Jeder Ort war angstbesetzt. Jeder Ort war Vaterwelt. Mutter war das Nichts. Leere, Wüste, alles leer. Vaters Ort war Leid. Vaters Ort war nicht so einsam. Mutters Ort war eine stumme Drohung nach dem wieder gehen und verlassen, nach dem kommen und dem gehen. Mutters Welt war eine monotone immer gleiche Hölle aus Verlassenheit und Drohung zum verlassen werden. Mutters Ort war ohne eine Hoffnung. Keine Besserung an ihrem Ort. Vaters Welt war meine andere wirkliche Welt. Seine Schläge sind furchtbar, aber an ihnen erkenne ich den Grund meines Schmerzes. Schläge versteht jeder. Das Nichts, meine Einsamkeit, ist ohne Rührung und Berührung.
Meine Beine suchen nach der Lösung, unaufhörlich wünschen sie sich weg. Auf der Suche nach dem Ausweg, auf der Suche nach dem sicheren Ort. Meine Beine ruhen nie, immer suchen sie nach Lösungen. Meine Unruhe in den Beinen zeigt die Suche nach dem Ort, nach dem Sinn Geborgenheit, aus dem Sinn Geborgenheit heraus.

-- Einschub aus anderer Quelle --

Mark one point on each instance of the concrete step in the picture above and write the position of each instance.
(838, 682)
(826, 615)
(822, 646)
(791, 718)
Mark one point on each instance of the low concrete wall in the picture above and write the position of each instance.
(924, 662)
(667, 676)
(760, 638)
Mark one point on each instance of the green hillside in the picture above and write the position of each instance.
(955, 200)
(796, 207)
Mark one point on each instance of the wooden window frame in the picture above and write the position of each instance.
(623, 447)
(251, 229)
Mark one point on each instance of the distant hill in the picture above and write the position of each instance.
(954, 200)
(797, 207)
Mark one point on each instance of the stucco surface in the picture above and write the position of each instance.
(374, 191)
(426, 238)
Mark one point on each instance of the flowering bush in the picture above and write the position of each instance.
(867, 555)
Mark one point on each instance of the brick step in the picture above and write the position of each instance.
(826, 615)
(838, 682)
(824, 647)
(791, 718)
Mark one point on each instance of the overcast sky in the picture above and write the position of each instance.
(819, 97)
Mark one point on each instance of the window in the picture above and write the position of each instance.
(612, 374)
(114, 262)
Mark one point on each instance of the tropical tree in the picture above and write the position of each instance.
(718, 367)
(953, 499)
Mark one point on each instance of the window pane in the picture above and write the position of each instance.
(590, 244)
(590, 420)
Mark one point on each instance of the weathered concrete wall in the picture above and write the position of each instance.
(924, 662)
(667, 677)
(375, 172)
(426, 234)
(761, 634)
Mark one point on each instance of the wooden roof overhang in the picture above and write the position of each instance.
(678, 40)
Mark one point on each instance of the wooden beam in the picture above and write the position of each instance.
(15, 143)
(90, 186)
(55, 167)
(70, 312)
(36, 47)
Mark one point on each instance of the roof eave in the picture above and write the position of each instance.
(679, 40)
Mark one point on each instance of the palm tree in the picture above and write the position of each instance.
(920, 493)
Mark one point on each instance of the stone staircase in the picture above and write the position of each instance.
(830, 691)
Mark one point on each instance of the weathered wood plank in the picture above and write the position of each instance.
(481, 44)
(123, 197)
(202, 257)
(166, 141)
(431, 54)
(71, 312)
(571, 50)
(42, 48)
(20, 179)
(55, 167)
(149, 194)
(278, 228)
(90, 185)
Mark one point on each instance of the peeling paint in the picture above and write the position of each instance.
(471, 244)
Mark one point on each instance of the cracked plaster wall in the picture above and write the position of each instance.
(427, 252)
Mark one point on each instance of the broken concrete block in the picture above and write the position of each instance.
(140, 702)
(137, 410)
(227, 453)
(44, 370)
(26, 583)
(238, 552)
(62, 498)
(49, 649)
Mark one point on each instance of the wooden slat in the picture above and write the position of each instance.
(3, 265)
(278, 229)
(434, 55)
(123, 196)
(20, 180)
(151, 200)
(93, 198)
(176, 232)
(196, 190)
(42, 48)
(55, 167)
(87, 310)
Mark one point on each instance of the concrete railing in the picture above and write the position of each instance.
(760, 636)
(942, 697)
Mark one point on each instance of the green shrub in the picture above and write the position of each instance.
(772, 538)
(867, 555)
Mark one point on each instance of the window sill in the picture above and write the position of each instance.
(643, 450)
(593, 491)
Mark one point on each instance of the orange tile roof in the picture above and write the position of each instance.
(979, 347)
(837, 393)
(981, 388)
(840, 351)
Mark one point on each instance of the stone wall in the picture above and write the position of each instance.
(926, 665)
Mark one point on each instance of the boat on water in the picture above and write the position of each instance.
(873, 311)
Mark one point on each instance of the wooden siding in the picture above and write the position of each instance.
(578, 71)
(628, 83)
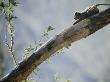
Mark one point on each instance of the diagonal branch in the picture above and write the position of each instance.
(76, 32)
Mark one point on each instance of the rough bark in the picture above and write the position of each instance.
(76, 32)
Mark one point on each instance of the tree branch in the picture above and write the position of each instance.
(76, 32)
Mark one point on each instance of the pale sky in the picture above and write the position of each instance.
(86, 60)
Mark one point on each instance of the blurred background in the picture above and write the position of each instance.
(86, 60)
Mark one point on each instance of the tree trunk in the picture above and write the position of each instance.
(75, 32)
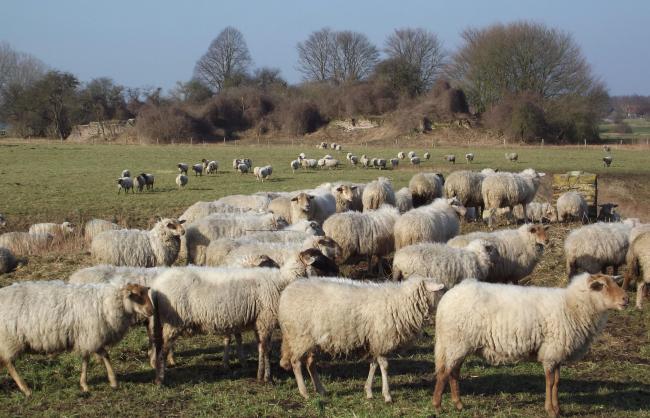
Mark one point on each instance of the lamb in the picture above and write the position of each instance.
(403, 200)
(377, 193)
(596, 246)
(138, 248)
(638, 265)
(226, 300)
(425, 187)
(519, 250)
(447, 265)
(364, 234)
(501, 190)
(370, 318)
(436, 222)
(52, 317)
(571, 205)
(200, 233)
(126, 184)
(505, 323)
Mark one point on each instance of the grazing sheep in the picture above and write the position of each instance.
(447, 265)
(594, 247)
(518, 250)
(126, 184)
(51, 317)
(364, 234)
(512, 156)
(502, 190)
(226, 300)
(436, 222)
(138, 248)
(505, 324)
(181, 180)
(425, 187)
(377, 193)
(638, 265)
(367, 318)
(571, 205)
(607, 161)
(403, 200)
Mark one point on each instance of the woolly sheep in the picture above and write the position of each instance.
(52, 317)
(593, 247)
(501, 190)
(436, 222)
(447, 265)
(368, 318)
(226, 300)
(138, 248)
(571, 205)
(505, 324)
(425, 187)
(377, 193)
(518, 250)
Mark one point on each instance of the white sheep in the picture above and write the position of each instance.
(518, 250)
(447, 265)
(350, 317)
(377, 193)
(52, 317)
(436, 222)
(594, 247)
(139, 248)
(506, 323)
(502, 190)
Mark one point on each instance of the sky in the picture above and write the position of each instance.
(156, 43)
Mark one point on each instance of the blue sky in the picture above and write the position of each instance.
(156, 43)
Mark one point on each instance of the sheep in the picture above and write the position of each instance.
(226, 300)
(24, 243)
(436, 222)
(199, 234)
(425, 187)
(63, 229)
(505, 324)
(571, 205)
(512, 156)
(51, 317)
(181, 180)
(519, 250)
(638, 265)
(501, 190)
(138, 248)
(596, 246)
(126, 184)
(377, 193)
(364, 234)
(447, 265)
(369, 318)
(403, 200)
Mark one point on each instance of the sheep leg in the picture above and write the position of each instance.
(313, 373)
(19, 380)
(385, 389)
(84, 373)
(112, 380)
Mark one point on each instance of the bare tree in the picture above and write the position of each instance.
(419, 48)
(227, 59)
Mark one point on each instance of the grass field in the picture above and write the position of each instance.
(53, 182)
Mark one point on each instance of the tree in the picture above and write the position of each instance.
(420, 49)
(226, 60)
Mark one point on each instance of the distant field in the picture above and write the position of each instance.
(52, 182)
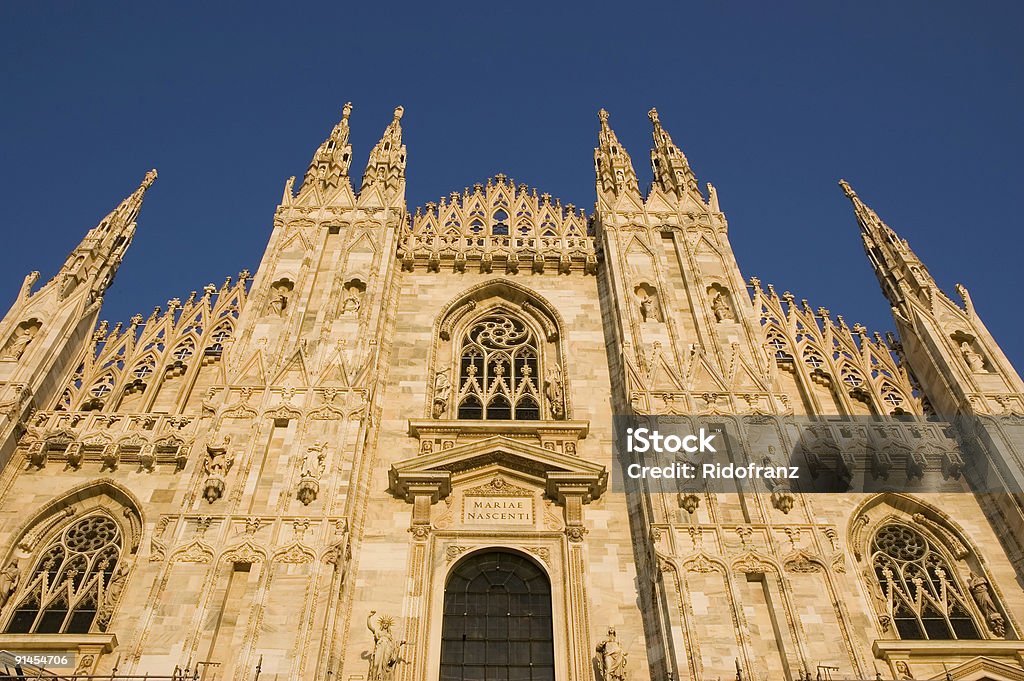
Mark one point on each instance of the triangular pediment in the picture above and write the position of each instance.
(549, 468)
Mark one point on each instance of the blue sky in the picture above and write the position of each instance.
(916, 103)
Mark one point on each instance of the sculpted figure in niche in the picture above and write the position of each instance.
(312, 464)
(9, 578)
(720, 305)
(647, 309)
(979, 589)
(279, 297)
(218, 460)
(555, 392)
(386, 654)
(612, 657)
(353, 297)
(18, 342)
(442, 388)
(973, 359)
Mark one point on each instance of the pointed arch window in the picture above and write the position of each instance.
(923, 593)
(498, 621)
(73, 578)
(500, 223)
(499, 369)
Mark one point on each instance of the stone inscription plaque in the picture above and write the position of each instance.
(498, 510)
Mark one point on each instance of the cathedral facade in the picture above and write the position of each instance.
(394, 452)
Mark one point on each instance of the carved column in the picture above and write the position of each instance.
(423, 495)
(572, 496)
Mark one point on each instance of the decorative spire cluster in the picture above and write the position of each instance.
(331, 162)
(672, 171)
(611, 162)
(386, 167)
(899, 270)
(100, 252)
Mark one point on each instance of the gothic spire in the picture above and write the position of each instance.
(99, 254)
(330, 163)
(672, 171)
(611, 162)
(386, 167)
(899, 270)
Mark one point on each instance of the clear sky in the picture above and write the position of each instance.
(916, 103)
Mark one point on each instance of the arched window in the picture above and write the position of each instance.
(924, 594)
(499, 370)
(74, 580)
(497, 620)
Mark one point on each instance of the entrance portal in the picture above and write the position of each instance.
(497, 620)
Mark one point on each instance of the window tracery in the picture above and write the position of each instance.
(75, 582)
(499, 369)
(924, 597)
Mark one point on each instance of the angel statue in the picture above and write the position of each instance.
(387, 653)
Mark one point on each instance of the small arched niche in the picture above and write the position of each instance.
(647, 300)
(352, 289)
(722, 305)
(19, 340)
(281, 296)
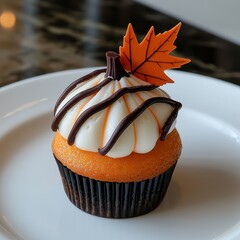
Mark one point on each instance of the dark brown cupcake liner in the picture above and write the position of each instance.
(112, 199)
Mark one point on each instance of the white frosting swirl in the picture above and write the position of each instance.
(140, 136)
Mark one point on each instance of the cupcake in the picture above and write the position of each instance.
(116, 145)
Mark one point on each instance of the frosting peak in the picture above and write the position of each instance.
(113, 117)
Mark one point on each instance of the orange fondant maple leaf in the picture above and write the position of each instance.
(149, 59)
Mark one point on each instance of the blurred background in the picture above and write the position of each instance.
(43, 36)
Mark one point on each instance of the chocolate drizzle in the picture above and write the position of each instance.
(75, 83)
(114, 72)
(75, 100)
(102, 105)
(134, 114)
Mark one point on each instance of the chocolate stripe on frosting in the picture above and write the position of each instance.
(134, 114)
(78, 97)
(75, 83)
(104, 104)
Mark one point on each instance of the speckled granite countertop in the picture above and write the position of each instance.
(50, 36)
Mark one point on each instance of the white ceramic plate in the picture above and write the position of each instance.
(203, 201)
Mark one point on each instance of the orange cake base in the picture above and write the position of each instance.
(133, 168)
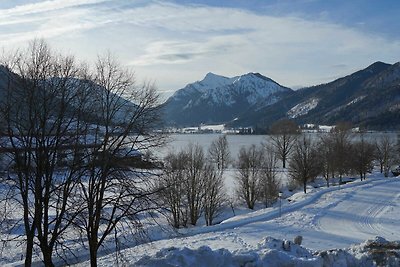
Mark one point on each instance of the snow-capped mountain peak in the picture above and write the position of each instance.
(220, 99)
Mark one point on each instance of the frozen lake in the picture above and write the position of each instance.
(180, 141)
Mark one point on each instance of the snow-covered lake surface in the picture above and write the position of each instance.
(327, 218)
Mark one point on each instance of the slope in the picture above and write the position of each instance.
(328, 218)
(218, 99)
(368, 98)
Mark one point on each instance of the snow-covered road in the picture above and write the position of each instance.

Meine Beine suchen ohne mich. Meine Beine wissen auch viel mehr. Wenn ich wüsste, was die Beine wissen, wäre ich nicht hier. Wenn ich wüsste, was die Beine wollten, wären meine Beine weg. Meine Beine fliehen ohne Unterlass. Doch die Beine zeigen das nicht her. In den Beinen läuft es ohne Unterbrechung. Nichts was Vater sehen kann, und auch Mutter bleibt es so verborgen. Meine Mutter darf nicht wissen, dass die Beine sich verflüchtigen, dass sie nach dem Ausgang suchen, aus dem kalten Haus. Ich darf das nicht wissen. Wenn ich das auch wüsste, wüsste es der Vater auch. Gott darf das nicht wissen, sonst verhängt er gleich die Strafen. Sonst verhängt er neue Schlösser, neue Ketten, sichert mehr sein Haus. Vater darf nicht von der Sehnsucht wissen. Mutter niemals auch das sehen, wenn ich um mich blicke, andre Frauen, Kinder sehe und dann mich zu ihnen stellen will. Mutter darf das nicht erblicken. Gleich fragt sie nach meiner Dankbarkeit, nach der Liebe zu den Eltern. Pocht auf ihre Liebe. Pocht auf die Entsagung, die in ihren Armen wohnt, nicht nach mir zu greifen, wenn ich einmal fallen werde. Das nächste mal, wenn dir etwas fehlt, brauchst du nicht mehr zu kommen. Wenn es dir bei anderen eh besser gefällt. Bitte schön!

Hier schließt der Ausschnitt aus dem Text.